OXFORD England – The president of the Turkish Catholic bishops’ conference welcomed U.S. President Barack Obama’s expression of support for religious freedom during his visit to the country.
“He clearly knows the problems facing minorities here,” Bishop Luigi Padovese of Anatolia told Catholic News Service April 9. “Of course, our situation can only be expected to change slowly. But it’s very important a senior figure like this is drawing attention to minority hardships, since Turks themselves are often unaware of them.”
President Obama spoke to the Turkish parliament April 6 and called for “robust minority rights” and “freedom of religion and expression.”
Bishop Padovese said he was heartened that the remarks had been “positively received” by most of the Turkish media and that the Obama administration was observing the plight of Turkish Christians.
“Officially the Catholic Church doesn’t exist here since we aren’t recognized as a minority,” Bishop Padovese said. “The bishops’ conference has insisted the church’s legal recognition wouldn’t in any way endanger the secular character of the Turkish republic. But the current situation brings us many problems.”
Bishop Padovese said Catholic parishes faced “great difficulties” in the some parts of Turkey but were better protected in others.
Turkey’s Islamist-led government has pledged to improve minority rights as a condition for accession into the European Union in 2015 but has faced repeated criticisms for failing to uphold Christian rights and prevent attacks on Christian communities.

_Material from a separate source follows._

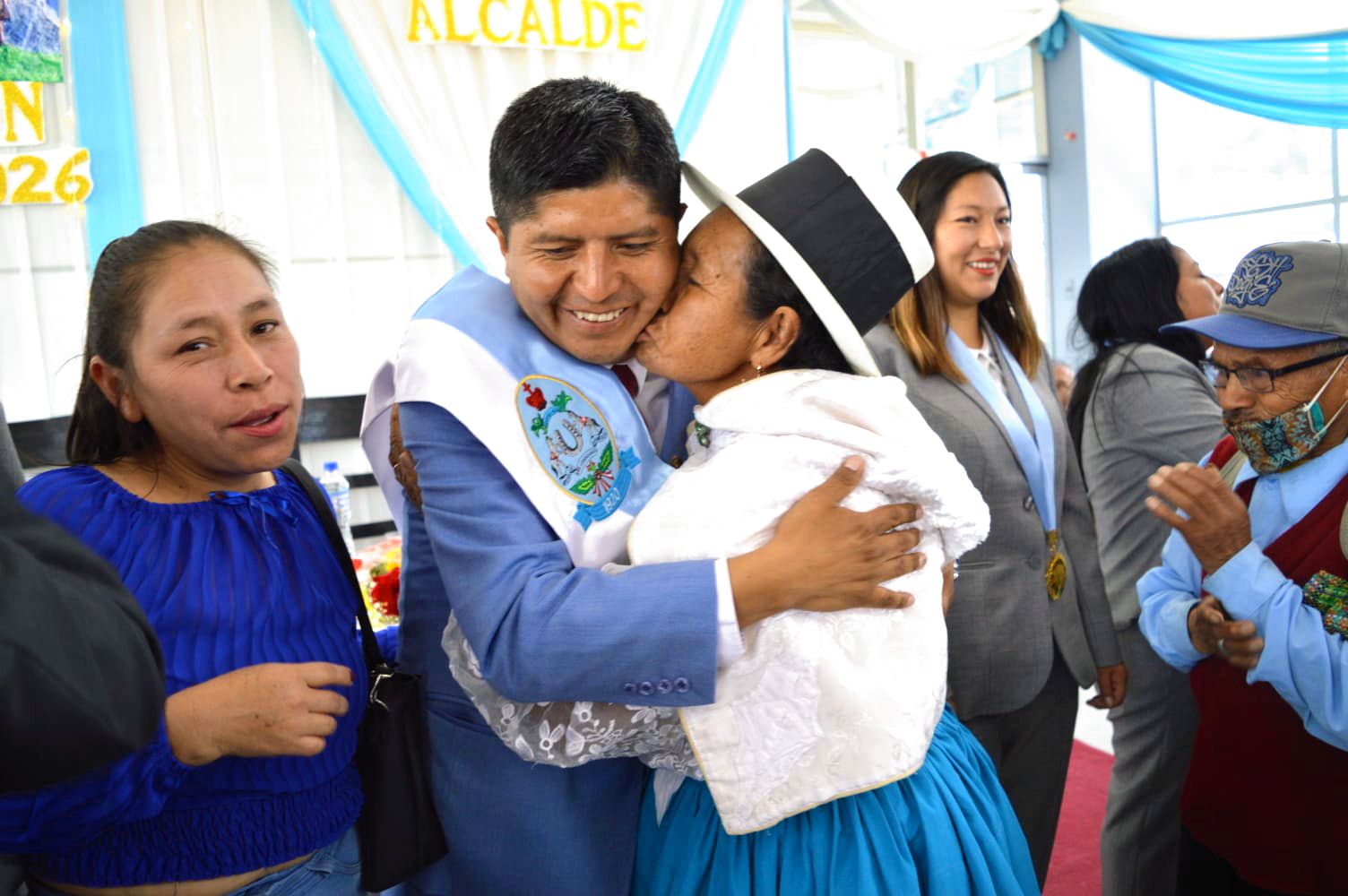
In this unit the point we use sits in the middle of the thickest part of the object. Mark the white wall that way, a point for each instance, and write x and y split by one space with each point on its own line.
240 125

Addressing parliamentarians in Ankara, President Obama said religious freedom led “to a strong and vibrant civil society that only strengthens the state,” while minority rights “let societies benefit from the full measure of contributions from all citizens.”
He added that a long-sought agreement to reopen the Orthodox Halki seminary in Istanbul, which was closed by the government in 1971, would “send such an important signal inside Turkey and beyond.”
President Obama, who also described Turkey as an “important part of Europe,” held talks in his Istanbul hotel April 7 with Ecumenical Orthodox Patriarch Bartholomew of Constantinople and with Muslim and Jewish leaders.
Bishop Padovese said Patriarch Bartholomew, whose Orthodox leadership is not recognized by Turkey, was the country’s most important church leader and had represented “not just the Orthodox, but all Christians” during his talks with Obama.